When the home of golf decides to publish a golf book it is a noteworthy event.
“The empire on which the sun never sets” is the subject of a new book commissioned by the Royal & Ancient Golf Club of St. Andrews. The book highlights the sixty-six clubs that have received Royal patronage, or the right to use the word “Royal” in the club’s title. The book was written by Scott MacPherson, who previous book, published in 2006, was St. Andrews – The Evolution of the Old Course. The foreword was written by the most golf obsessed member of the royal family: HRH Prince Andrew, the Duke of York.
Golf’s Royal Clubs is not only big in volume at 486 pages, but it is also democratic, in that every club in the book gets equal coverage: six pages are dedicated to each. The first fifty-seven pages of the book give background and history on the use of the Royal title and there is an interesting chapter on who has the ability to grant a Royal title. The process has evolved over time, when various members could each grant a club a title and it was doled out freely. Today a member of parliament or other dignitary makes an application request to the Home Office under a strict set of rules and only the sovereign can grant a royal title.
The first three clubs to be granted titles were the Royal Perth Golfing Society (Scotland) in 1833, the Royal & Ancient Golf Club of St. Andrews the next year, and the Montrose Royal Albert Golf Club in 1845 (today it is called the Royal Montrose Golf Club). In terms of the heyday of Royal appointments, it was the period between 1880 and 1910, when twenty-three clubs received their Royal designation. King George V was the most prolific grantor of the title, with twenty-one club receiving their designation from the impressively mustached sovereign. Queen Victoria was also a fan of granting the title with twelve receiving the privilege from her.
The book gives a brief summary and the history of each Royal club, and all the well-known clubs that host the Open Championship are obviously included. Where the book provides real value added is in its focus on those clubs that are not as well known.
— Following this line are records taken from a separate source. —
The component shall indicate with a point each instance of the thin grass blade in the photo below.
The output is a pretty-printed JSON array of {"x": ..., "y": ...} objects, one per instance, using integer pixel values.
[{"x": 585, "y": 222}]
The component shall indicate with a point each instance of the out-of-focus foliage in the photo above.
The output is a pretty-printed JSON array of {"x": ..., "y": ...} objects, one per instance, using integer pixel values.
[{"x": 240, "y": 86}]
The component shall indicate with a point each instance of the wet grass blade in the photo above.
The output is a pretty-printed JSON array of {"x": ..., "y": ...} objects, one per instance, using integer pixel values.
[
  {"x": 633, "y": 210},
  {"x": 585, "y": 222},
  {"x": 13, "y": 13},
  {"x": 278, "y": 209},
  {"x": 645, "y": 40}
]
Two nine hole courses have the designation: the Royal Worlington & Newmarket Golf Club and the Royal Household Golf Club. The latter is one that I have never heard of before and is located at Windsor. It was built by order of His Majesty King Edward VII and was designed by Samuel Mure Fergusson in 1901. As the book highlights: “In those early days the course was reserved for the Royal Family and their guests, however in time senior courtiers were permitted to play.” There are not many courses where a horse and carriage can pass alongside your fairway (let alone one used by a Queen) during your round, as can be done of the 4th hole at Royal Household.
The Royal Household Golf Club at Windsor (4th hole with carriage riding alongside)
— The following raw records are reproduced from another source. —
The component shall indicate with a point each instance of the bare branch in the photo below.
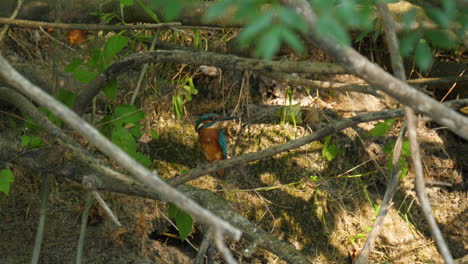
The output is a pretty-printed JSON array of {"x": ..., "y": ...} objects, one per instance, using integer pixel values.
[
  {"x": 398, "y": 68},
  {"x": 228, "y": 62},
  {"x": 144, "y": 175},
  {"x": 13, "y": 15},
  {"x": 41, "y": 224},
  {"x": 378, "y": 78}
]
Among the less well-known clubs to have received a commission are the Royal Epping Forest Golf Club, which received their patronage from Prince Arthur, the Duke of Connaught. And, the impressively titled Princess Louise, Dowager Duchess of Fife granted the title to the the Duff House Royal and the Royal Tarlair Golf Clubs.
Macpherson did an extensive amount of research to produce the book, including making Freedom of Information requests to have records and correspondence of the Royal Household retrieved so he could appropriately document the history of each club. The end of the book contains a useful four-page fold-out that lists all the clubs in the book with their relevant details related to their status as a Royal club.
From Golf’s Royal Clubs: a sampling a Royal club logos
Alas, the granting of a royal title is no guarantee of prosperity. Eight clubs that were conferred the royal title no longer exist, including the Royal Isle of Wight Golf Club, the Royal Cornwall Golf Club and the Royal Craggan Golf Club. The book provides a delightful way to fritter away a rainy afternoon and provides many surprises and insights.
Macpherson’s book covers golf clubs granted by the British Royal Family only. Readers looking for a broader survey of golf clubs with the Royal designation can consult Sir Peter Allen’s Sunley Book of Royal Golf which includes coverage of those in places as far afield as Morocco, Belgium, and Spain and defunct Royal courses in Teheran and Baghdad.